Behavior belongs in outbreak models, Cornell expert says
Cornell University College of Veterinary Medicine is putting a spotlight on a deceptively simple outbreak variable: behavior. In a podcast episode published January 9, 2026, Ana Bento, PhD, an assistant professor in Cornell’s Department of Public and Ecosystem Health, said that without accounting for how behavior changes during an outbreak, researchers can’t fully understand or predict disease spread. Cornell presents the episode as a conversation about where the next pandemic may emerge, and why human behavior can determine whether transmission accelerates or slows. (vet.cornell.edu)
The episode fits squarely within Cornell’s broader epidemiology and One Health work. On Cornell’s epidemiology research page, Bento’s lab says it studies the dynamics of biological populations and epidemics by combining observational and experimental data with mathematical theory. The lab’s themes include pathogen evolution and phylodynamics, seasonal disease transmission, anthropogenic effects such as vaccines, and adaptive behavior. That framing helps place the podcast in a larger research agenda rather than treating it as a stand-alone commentary piece. (vet.cornell.edu)
Cornell’s summary of the episode traces Bento’s career from field ecology to quantitative disease ecology, including work connected to mosquito-borne diseases such as dengue and Zika.
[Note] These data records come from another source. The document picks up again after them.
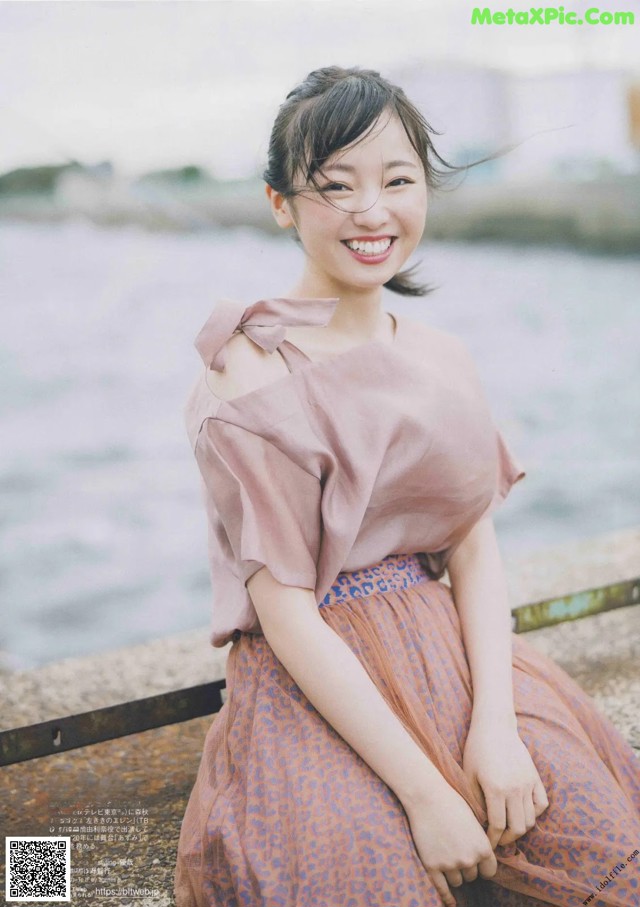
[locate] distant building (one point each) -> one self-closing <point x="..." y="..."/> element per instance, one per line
<point x="573" y="124"/>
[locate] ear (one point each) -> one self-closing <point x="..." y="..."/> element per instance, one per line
<point x="279" y="207"/>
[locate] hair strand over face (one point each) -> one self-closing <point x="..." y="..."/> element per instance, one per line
<point x="334" y="108"/>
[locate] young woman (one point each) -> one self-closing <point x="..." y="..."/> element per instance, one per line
<point x="386" y="739"/>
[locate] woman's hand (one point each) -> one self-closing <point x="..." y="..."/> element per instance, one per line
<point x="451" y="843"/>
<point x="501" y="770"/>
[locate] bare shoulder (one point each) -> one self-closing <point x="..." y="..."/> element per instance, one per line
<point x="247" y="368"/>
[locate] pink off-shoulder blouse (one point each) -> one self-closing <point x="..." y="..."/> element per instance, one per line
<point x="388" y="448"/>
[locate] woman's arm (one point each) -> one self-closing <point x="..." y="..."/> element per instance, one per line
<point x="479" y="588"/>
<point x="495" y="759"/>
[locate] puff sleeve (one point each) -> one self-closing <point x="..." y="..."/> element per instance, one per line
<point x="509" y="471"/>
<point x="263" y="509"/>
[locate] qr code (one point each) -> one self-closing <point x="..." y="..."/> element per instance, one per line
<point x="38" y="869"/>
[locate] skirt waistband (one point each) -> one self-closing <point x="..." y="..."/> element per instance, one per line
<point x="395" y="571"/>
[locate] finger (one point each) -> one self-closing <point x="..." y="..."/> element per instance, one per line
<point x="470" y="874"/>
<point x="488" y="867"/>
<point x="454" y="877"/>
<point x="515" y="816"/>
<point x="529" y="811"/>
<point x="442" y="888"/>
<point x="497" y="816"/>
<point x="540" y="799"/>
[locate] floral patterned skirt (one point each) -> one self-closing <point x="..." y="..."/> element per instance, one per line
<point x="284" y="813"/>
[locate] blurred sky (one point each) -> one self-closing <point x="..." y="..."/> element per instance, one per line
<point x="152" y="84"/>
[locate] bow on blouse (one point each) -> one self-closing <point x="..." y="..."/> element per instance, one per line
<point x="263" y="322"/>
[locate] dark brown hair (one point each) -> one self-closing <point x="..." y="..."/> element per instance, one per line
<point x="329" y="110"/>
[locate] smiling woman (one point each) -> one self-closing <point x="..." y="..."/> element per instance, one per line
<point x="372" y="710"/>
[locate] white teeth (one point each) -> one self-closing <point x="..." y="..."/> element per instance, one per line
<point x="368" y="248"/>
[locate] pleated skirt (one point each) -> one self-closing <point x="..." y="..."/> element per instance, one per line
<point x="284" y="813"/>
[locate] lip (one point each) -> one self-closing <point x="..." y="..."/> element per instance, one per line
<point x="371" y="259"/>
<point x="369" y="238"/>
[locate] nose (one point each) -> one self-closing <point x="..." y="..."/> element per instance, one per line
<point x="369" y="209"/>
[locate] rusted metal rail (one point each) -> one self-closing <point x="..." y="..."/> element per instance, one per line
<point x="72" y="731"/>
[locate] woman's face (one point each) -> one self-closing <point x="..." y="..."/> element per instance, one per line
<point x="379" y="195"/>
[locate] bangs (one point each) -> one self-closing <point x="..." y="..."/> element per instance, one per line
<point x="333" y="120"/>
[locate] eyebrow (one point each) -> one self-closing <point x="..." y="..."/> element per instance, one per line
<point x="349" y="169"/>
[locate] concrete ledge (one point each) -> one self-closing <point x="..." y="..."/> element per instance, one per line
<point x="156" y="769"/>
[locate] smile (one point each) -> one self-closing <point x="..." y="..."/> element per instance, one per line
<point x="369" y="248"/>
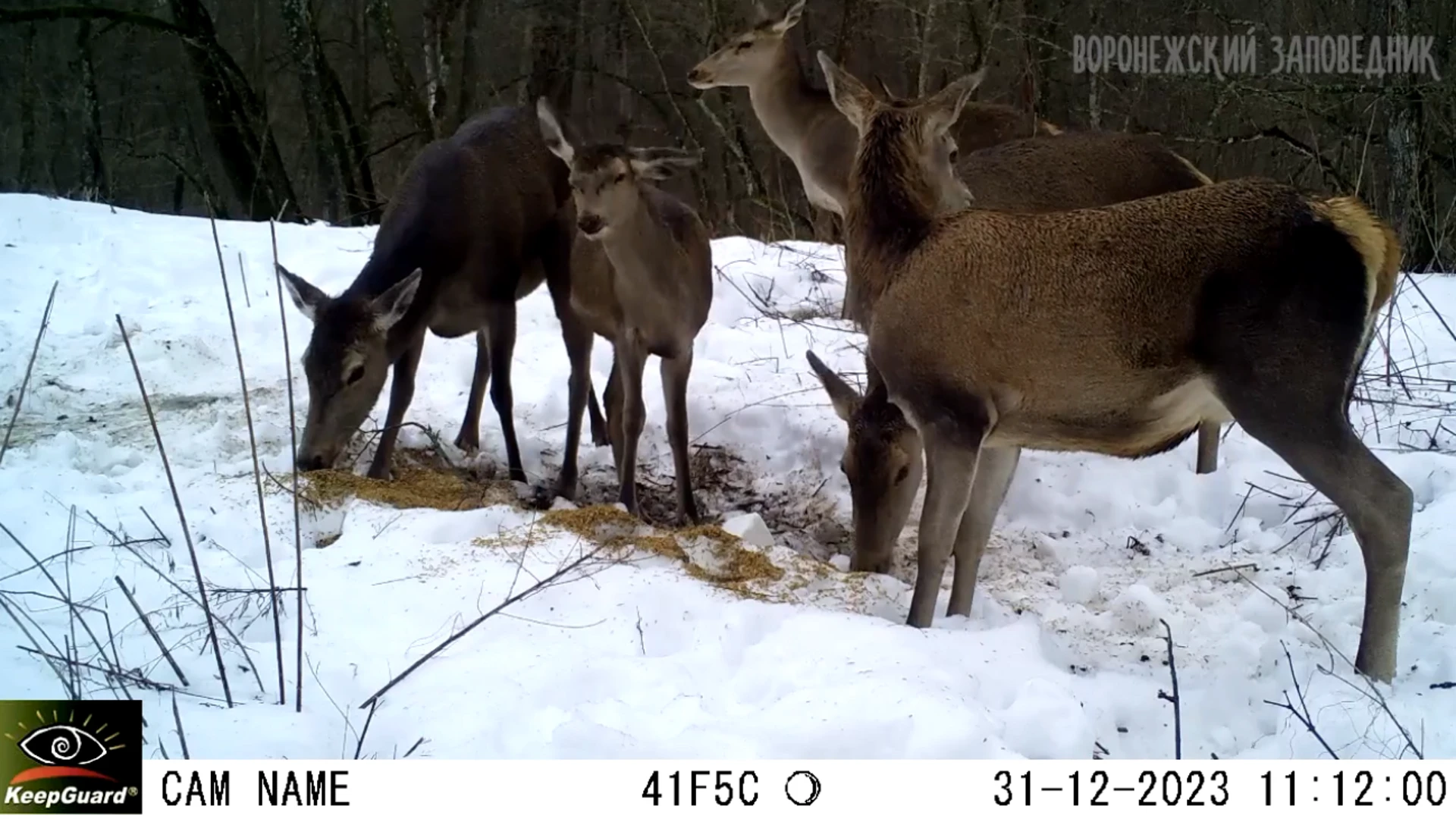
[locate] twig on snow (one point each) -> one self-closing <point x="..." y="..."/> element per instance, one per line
<point x="539" y="586"/>
<point x="1302" y="711"/>
<point x="177" y="717"/>
<point x="359" y="748"/>
<point x="156" y="637"/>
<point x="1174" y="698"/>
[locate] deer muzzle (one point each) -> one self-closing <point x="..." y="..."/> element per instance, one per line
<point x="590" y="223"/>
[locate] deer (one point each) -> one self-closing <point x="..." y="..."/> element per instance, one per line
<point x="479" y="221"/>
<point x="804" y="124"/>
<point x="1112" y="331"/>
<point x="1034" y="175"/>
<point x="642" y="280"/>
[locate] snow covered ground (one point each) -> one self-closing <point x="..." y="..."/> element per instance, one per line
<point x="1063" y="654"/>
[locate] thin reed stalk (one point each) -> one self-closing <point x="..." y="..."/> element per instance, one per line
<point x="293" y="449"/>
<point x="253" y="447"/>
<point x="46" y="321"/>
<point x="177" y="500"/>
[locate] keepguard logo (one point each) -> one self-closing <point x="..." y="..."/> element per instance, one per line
<point x="71" y="757"/>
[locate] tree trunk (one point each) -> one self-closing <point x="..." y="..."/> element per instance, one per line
<point x="95" y="165"/>
<point x="234" y="112"/>
<point x="27" y="174"/>
<point x="468" y="99"/>
<point x="1405" y="156"/>
<point x="405" y="88"/>
<point x="300" y="42"/>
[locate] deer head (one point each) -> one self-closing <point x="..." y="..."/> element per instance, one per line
<point x="346" y="362"/>
<point x="881" y="463"/>
<point x="748" y="55"/>
<point x="909" y="136"/>
<point x="606" y="177"/>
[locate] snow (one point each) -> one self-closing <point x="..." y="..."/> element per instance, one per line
<point x="658" y="656"/>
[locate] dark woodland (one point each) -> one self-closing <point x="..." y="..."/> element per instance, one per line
<point x="312" y="110"/>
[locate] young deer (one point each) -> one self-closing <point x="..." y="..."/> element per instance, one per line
<point x="805" y="126"/>
<point x="479" y="221"/>
<point x="1116" y="331"/>
<point x="883" y="461"/>
<point x="642" y="280"/>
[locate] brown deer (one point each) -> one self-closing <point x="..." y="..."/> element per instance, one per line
<point x="1116" y="331"/>
<point x="1081" y="169"/>
<point x="642" y="280"/>
<point x="805" y="126"/>
<point x="478" y="222"/>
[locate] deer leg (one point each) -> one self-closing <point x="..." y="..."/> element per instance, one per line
<point x="993" y="474"/>
<point x="579" y="349"/>
<point x="599" y="425"/>
<point x="469" y="438"/>
<point x="503" y="346"/>
<point x="674" y="392"/>
<point x="612" y="398"/>
<point x="400" y="392"/>
<point x="951" y="460"/>
<point x="1207" y="447"/>
<point x="631" y="360"/>
<point x="1326" y="450"/>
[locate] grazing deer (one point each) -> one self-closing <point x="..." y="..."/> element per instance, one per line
<point x="802" y="121"/>
<point x="642" y="280"/>
<point x="479" y="221"/>
<point x="883" y="461"/>
<point x="1114" y="331"/>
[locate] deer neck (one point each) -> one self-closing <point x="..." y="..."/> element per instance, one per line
<point x="890" y="215"/>
<point x="786" y="105"/>
<point x="638" y="246"/>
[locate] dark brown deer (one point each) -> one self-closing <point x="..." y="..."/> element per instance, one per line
<point x="1116" y="331"/>
<point x="478" y="222"/>
<point x="802" y="121"/>
<point x="883" y="461"/>
<point x="642" y="280"/>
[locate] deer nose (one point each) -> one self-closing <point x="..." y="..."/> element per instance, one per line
<point x="310" y="463"/>
<point x="590" y="223"/>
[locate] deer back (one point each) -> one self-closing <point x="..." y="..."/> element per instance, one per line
<point x="1072" y="171"/>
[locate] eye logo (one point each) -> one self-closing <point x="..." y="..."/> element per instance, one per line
<point x="61" y="745"/>
<point x="63" y="749"/>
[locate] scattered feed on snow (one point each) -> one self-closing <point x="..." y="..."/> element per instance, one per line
<point x="666" y="654"/>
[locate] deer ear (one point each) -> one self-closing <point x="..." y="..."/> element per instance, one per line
<point x="884" y="91"/>
<point x="552" y="133"/>
<point x="789" y="18"/>
<point x="305" y="297"/>
<point x="845" y="398"/>
<point x="851" y="96"/>
<point x="946" y="107"/>
<point x="392" y="305"/>
<point x="660" y="162"/>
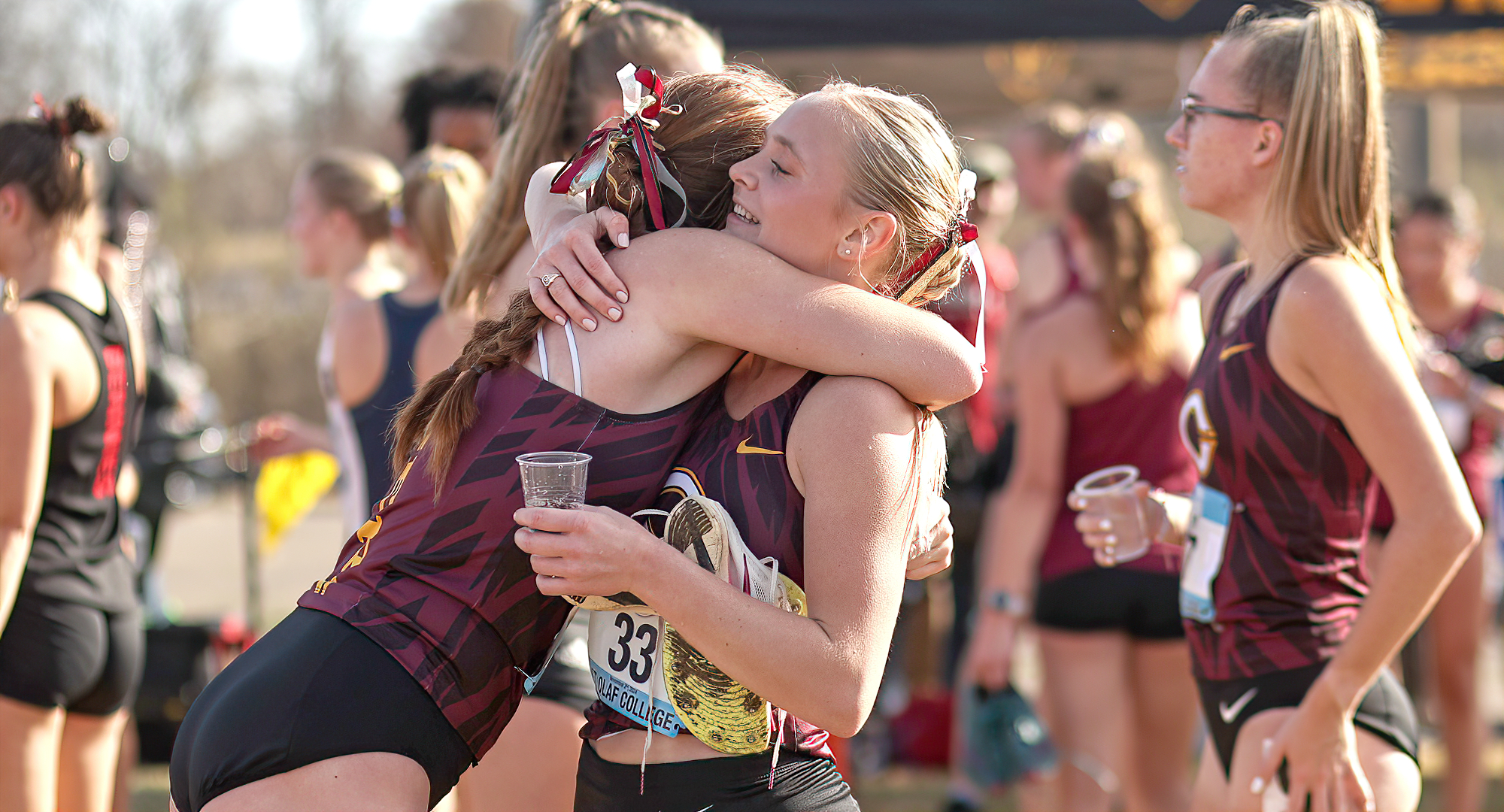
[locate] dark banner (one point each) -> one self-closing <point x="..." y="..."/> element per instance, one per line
<point x="822" y="23"/>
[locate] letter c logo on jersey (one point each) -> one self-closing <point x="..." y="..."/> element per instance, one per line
<point x="1196" y="422"/>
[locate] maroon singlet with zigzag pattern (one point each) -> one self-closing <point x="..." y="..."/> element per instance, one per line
<point x="444" y="589"/>
<point x="1293" y="575"/>
<point x="742" y="464"/>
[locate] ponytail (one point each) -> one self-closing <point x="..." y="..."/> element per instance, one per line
<point x="40" y="156"/>
<point x="568" y="68"/>
<point x="1320" y="73"/>
<point x="1118" y="204"/>
<point x="362" y="184"/>
<point x="444" y="407"/>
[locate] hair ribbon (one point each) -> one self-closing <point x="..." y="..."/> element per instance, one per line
<point x="641" y="103"/>
<point x="968" y="234"/>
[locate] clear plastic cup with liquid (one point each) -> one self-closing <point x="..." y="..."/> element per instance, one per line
<point x="1109" y="494"/>
<point x="554" y="479"/>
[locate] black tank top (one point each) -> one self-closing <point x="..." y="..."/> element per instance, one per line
<point x="374" y="419"/>
<point x="76" y="550"/>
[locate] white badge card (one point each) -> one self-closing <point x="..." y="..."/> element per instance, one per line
<point x="1211" y="515"/>
<point x="626" y="662"/>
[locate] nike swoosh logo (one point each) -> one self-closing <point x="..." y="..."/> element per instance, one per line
<point x="745" y="449"/>
<point x="1233" y="351"/>
<point x="1231" y="712"/>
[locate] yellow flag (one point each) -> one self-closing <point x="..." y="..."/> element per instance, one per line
<point x="287" y="491"/>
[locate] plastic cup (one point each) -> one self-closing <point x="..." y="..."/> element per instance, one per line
<point x="554" y="479"/>
<point x="1112" y="497"/>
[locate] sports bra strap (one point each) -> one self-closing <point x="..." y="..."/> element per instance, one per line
<point x="574" y="357"/>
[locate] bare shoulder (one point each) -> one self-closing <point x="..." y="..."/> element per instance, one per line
<point x="1040" y="271"/>
<point x="359" y="323"/>
<point x="32" y="336"/>
<point x="1213" y="289"/>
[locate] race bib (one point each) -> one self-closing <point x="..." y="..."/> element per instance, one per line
<point x="1211" y="514"/>
<point x="626" y="661"/>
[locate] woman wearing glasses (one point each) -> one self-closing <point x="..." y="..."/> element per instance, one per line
<point x="1303" y="399"/>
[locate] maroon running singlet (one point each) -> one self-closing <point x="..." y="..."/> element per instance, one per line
<point x="1296" y="498"/>
<point x="742" y="465"/>
<point x="443" y="587"/>
<point x="1135" y="425"/>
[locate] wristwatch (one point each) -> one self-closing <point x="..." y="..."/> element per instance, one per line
<point x="1008" y="604"/>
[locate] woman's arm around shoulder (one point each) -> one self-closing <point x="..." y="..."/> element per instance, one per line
<point x="851" y="447"/>
<point x="854" y="456"/>
<point x="26" y="411"/>
<point x="1213" y="289"/>
<point x="711" y="286"/>
<point x="360" y="350"/>
<point x="1335" y="342"/>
Additional Cornell material shows she is also involved in projects aimed at reconstructing historical Zika spread in Latin America and the Caribbean, estimating spread patterns for both Zika and dengue, and developing early warning signals for future outbreaks. Taken together, that suggests the podcast’s focus on behavior is grounded in active modeling work tied to real-world surveillance and forecasting challenges. (vet.cornell.edu)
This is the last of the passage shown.